The University has been recognised as Employer of Choice for Gender Equality for the third time.
Australian Catholic University (ACU) has been recognised for its leading-practise workplace supports for women and men and has been awarded a citation for Employer of Choice for Gender Equality for the third year.
The Federal Government’s Workplace Gender Equality Agency (WGEA) announced the award on Wednesday, 12 November. It was given after a rigorous assessment of the University’s practices that support the career development and the full participation of women and men in the workplace. The citation highlights ACU’s continued achievements in this area since the University was awarded with the EOWA Employer of Choice for Women citation in 2011 and 2012.
ACU Manager for Organisational Performance Kim O’Brien said the University’s flexible working arrangements had been a keystone in creating a workplace that sustained equity and career opportunity.
Results from the University’s 2014 myVoice staff feedback survey indicate that the flexible working arrangements are well-utilised by staff and, importantly, they are supported by their supervisors.
The University’s Mission and values endorsed the maintenance of a supportive and family-friendly workplace Ms O’Brien said, and this was reflected in workplace policies. For example, generous provisions enable paid parental leave for birth parents (up to 52 weeks) and for non-birth parents (up to 40 weeks). Measures are also in place to support new parents in returning to work. Earlier this year, the University also created new leave provisions that enable extra leave to be granted to support staff members who experience domestic or family violence.

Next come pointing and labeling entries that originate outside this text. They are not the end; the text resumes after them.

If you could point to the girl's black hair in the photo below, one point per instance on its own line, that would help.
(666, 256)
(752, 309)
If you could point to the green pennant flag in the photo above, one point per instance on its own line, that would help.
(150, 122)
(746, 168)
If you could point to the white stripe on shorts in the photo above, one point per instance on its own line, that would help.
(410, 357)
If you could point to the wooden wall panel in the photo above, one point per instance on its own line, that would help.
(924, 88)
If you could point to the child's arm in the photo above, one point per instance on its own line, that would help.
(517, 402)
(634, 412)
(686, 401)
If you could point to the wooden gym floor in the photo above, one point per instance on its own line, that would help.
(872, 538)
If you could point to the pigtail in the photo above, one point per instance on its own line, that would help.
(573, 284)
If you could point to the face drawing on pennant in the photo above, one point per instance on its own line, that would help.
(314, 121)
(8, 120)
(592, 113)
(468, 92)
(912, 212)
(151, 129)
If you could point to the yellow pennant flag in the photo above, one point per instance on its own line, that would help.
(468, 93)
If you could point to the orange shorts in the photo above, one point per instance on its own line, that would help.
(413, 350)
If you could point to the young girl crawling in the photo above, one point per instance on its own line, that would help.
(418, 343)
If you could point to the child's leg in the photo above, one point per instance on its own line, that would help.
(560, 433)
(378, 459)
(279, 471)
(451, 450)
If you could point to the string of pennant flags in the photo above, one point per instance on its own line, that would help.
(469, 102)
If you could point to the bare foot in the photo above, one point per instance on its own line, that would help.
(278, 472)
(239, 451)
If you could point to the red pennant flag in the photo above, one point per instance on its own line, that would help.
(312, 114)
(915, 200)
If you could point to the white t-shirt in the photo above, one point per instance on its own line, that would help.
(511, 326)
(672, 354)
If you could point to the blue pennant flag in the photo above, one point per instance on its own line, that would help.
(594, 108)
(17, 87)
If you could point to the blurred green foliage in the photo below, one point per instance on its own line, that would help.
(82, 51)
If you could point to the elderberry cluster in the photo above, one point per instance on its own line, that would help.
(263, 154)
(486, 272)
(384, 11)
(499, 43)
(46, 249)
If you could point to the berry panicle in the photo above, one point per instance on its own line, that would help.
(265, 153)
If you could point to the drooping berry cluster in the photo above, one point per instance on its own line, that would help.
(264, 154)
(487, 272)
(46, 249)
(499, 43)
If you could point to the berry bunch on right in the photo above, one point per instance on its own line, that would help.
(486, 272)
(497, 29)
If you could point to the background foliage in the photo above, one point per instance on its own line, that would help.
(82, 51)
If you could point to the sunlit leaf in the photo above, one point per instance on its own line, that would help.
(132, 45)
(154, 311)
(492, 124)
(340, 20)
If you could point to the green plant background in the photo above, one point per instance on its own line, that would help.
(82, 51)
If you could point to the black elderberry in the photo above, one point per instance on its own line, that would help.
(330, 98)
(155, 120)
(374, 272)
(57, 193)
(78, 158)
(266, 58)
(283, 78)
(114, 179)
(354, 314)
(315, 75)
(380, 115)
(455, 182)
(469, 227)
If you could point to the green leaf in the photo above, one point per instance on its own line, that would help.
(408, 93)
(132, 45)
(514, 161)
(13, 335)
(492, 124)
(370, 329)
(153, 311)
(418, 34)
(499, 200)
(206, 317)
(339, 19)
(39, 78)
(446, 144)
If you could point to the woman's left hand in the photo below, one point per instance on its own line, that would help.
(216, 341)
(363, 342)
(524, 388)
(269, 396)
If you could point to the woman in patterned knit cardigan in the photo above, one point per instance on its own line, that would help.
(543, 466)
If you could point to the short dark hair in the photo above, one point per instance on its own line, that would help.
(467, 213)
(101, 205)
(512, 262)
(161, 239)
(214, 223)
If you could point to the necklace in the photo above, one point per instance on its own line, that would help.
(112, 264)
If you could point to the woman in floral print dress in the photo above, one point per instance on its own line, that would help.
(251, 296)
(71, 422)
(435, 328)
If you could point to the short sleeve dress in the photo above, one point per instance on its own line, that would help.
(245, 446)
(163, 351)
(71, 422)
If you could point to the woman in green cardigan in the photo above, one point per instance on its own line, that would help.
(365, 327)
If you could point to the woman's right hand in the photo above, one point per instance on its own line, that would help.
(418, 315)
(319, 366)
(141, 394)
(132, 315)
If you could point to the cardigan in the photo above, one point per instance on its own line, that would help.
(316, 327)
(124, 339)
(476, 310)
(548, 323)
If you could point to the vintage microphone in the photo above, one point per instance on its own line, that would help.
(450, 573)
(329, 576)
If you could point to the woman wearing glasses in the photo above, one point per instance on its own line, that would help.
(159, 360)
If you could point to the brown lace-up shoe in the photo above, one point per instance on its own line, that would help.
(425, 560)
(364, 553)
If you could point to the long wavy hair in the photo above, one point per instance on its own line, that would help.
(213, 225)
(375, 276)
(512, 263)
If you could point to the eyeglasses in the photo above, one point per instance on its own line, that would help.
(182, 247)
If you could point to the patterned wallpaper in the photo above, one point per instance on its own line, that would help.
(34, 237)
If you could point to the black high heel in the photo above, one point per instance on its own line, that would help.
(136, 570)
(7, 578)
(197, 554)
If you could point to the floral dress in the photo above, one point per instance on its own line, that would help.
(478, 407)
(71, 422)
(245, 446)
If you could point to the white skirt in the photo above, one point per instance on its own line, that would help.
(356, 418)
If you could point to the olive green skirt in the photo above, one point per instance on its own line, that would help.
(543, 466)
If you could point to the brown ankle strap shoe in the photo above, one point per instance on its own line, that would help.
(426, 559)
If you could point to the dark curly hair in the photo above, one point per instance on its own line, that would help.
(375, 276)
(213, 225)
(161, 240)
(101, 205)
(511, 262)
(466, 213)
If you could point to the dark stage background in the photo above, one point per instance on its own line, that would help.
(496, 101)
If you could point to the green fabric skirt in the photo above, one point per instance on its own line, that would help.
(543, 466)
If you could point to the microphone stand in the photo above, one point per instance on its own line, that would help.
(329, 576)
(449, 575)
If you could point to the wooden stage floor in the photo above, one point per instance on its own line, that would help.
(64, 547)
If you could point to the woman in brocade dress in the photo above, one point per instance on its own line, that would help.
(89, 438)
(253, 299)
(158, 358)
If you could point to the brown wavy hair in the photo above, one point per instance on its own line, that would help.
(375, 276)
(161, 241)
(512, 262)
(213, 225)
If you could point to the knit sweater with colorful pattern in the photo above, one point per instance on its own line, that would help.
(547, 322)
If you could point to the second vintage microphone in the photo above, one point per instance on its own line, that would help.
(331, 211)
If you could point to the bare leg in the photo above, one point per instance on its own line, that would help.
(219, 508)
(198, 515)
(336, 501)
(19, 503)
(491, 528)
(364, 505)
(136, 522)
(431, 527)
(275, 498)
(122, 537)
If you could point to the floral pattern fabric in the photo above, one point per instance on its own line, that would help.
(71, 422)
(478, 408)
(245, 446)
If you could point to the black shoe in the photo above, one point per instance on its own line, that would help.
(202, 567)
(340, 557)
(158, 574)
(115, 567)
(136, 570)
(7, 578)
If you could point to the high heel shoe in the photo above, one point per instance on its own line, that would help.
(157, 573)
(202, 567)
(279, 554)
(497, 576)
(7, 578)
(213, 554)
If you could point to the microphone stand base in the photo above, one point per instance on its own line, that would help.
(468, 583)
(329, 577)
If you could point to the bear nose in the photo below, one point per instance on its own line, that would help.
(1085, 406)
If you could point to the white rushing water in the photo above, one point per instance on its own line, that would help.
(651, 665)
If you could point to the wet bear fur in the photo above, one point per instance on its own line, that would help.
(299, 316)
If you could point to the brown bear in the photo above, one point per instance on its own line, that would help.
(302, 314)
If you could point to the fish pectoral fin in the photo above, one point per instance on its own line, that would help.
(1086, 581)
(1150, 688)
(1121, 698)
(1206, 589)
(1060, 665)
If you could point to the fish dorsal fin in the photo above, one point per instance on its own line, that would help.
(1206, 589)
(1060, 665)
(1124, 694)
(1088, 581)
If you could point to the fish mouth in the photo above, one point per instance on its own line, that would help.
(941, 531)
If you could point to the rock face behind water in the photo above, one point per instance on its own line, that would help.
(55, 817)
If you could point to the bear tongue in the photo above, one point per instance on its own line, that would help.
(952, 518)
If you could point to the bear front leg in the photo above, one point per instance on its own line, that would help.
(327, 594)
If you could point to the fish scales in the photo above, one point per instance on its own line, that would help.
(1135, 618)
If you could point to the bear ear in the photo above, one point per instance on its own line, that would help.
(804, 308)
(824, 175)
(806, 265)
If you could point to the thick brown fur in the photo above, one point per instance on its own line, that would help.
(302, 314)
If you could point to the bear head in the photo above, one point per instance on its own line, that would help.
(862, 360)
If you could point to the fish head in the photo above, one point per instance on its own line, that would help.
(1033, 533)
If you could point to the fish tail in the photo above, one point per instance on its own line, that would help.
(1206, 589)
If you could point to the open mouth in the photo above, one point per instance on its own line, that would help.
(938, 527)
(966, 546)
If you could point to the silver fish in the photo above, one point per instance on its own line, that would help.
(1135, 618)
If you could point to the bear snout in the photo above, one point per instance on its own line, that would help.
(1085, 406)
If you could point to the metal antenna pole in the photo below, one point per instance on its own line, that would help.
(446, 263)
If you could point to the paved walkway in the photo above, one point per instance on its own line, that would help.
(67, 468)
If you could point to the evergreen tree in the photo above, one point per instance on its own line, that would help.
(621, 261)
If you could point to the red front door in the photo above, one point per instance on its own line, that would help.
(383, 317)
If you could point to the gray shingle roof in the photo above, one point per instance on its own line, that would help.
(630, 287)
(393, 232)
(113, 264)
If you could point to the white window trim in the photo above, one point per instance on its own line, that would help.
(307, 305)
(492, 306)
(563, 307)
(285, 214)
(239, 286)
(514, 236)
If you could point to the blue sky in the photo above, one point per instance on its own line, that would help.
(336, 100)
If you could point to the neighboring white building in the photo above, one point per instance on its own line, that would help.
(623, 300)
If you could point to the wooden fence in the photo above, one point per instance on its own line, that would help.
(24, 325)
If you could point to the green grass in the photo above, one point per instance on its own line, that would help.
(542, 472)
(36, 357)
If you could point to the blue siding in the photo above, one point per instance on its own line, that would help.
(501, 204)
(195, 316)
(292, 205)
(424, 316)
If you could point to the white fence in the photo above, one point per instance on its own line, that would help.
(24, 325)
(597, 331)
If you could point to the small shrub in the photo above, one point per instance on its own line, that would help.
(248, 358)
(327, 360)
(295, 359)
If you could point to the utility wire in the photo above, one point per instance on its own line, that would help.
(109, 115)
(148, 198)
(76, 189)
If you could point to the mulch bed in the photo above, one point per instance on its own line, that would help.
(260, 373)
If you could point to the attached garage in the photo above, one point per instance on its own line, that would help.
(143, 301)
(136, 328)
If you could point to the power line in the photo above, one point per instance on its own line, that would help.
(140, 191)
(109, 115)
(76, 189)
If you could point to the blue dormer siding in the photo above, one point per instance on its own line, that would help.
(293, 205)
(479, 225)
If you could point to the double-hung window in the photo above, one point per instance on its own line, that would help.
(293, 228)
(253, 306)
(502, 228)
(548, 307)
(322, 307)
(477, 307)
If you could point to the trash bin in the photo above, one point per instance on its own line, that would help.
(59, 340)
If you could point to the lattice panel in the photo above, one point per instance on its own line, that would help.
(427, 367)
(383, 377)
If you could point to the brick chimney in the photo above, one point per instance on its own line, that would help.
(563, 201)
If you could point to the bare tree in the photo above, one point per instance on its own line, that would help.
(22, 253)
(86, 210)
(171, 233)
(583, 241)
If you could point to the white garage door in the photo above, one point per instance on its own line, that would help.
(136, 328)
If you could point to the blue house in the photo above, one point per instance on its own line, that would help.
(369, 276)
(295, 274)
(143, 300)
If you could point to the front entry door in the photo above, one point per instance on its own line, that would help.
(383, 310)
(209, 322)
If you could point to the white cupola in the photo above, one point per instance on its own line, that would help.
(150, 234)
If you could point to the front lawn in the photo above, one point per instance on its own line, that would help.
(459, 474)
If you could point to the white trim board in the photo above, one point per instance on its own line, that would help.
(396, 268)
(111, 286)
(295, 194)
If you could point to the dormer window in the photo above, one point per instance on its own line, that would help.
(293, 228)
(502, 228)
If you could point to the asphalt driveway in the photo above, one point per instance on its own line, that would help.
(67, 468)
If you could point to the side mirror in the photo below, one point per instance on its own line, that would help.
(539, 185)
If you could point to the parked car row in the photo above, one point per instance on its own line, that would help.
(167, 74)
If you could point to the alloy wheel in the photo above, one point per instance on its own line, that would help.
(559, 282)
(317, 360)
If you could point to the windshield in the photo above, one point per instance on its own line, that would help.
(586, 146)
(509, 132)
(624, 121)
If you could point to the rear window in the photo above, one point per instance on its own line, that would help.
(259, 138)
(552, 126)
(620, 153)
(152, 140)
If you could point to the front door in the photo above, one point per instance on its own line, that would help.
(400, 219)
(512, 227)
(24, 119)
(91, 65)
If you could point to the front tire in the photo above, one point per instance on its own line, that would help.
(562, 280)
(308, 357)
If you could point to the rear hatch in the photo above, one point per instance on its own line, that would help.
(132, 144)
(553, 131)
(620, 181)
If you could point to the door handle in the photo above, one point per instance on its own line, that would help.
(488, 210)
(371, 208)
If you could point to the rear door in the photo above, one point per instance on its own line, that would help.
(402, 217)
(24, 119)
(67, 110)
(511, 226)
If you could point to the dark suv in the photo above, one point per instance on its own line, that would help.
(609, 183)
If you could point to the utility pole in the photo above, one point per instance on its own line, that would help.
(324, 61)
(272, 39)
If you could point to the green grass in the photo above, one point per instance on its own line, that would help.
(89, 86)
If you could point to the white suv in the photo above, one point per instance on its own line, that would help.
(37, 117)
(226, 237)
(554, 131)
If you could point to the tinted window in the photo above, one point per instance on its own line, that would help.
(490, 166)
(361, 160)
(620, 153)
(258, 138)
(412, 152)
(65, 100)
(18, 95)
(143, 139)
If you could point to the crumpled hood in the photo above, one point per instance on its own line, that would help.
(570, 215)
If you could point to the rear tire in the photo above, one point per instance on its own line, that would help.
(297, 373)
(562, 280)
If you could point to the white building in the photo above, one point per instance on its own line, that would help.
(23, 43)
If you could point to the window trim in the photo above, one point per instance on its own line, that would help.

“Over the past 13 years, ACU’s retention rate of staff who have taken parental leave has averaged 90 per cent, which is a wonderful achievement. Parental leave provisions are also available for men, and 100 per cent of the fathers who have accessed this option have returned to work at the University,” Ms O’Brien said.
ACU Vice-Chancellor Professor Greg Craven said he was proud of the achievements the University has made since committing to making gender equality a formal priority in 2001.
“Women constitute more than 69 per cent of the University’s workforce, and are represented at all levels, including senior management where, for example, all four Executive Deans are women and we have two female Deputy Vice-Chancellors,” he said.
Director of WGEA Helen Conway said organisations that had received citation for Employer of Choice for Gender Equality were distinguished by their commitment to ‘doing’, rather than simply ‘talking’.
“They are driving the lasting cultural and organisational change that is essential for any organisation committed to maximising the potential of women and men,” Ms Conway said.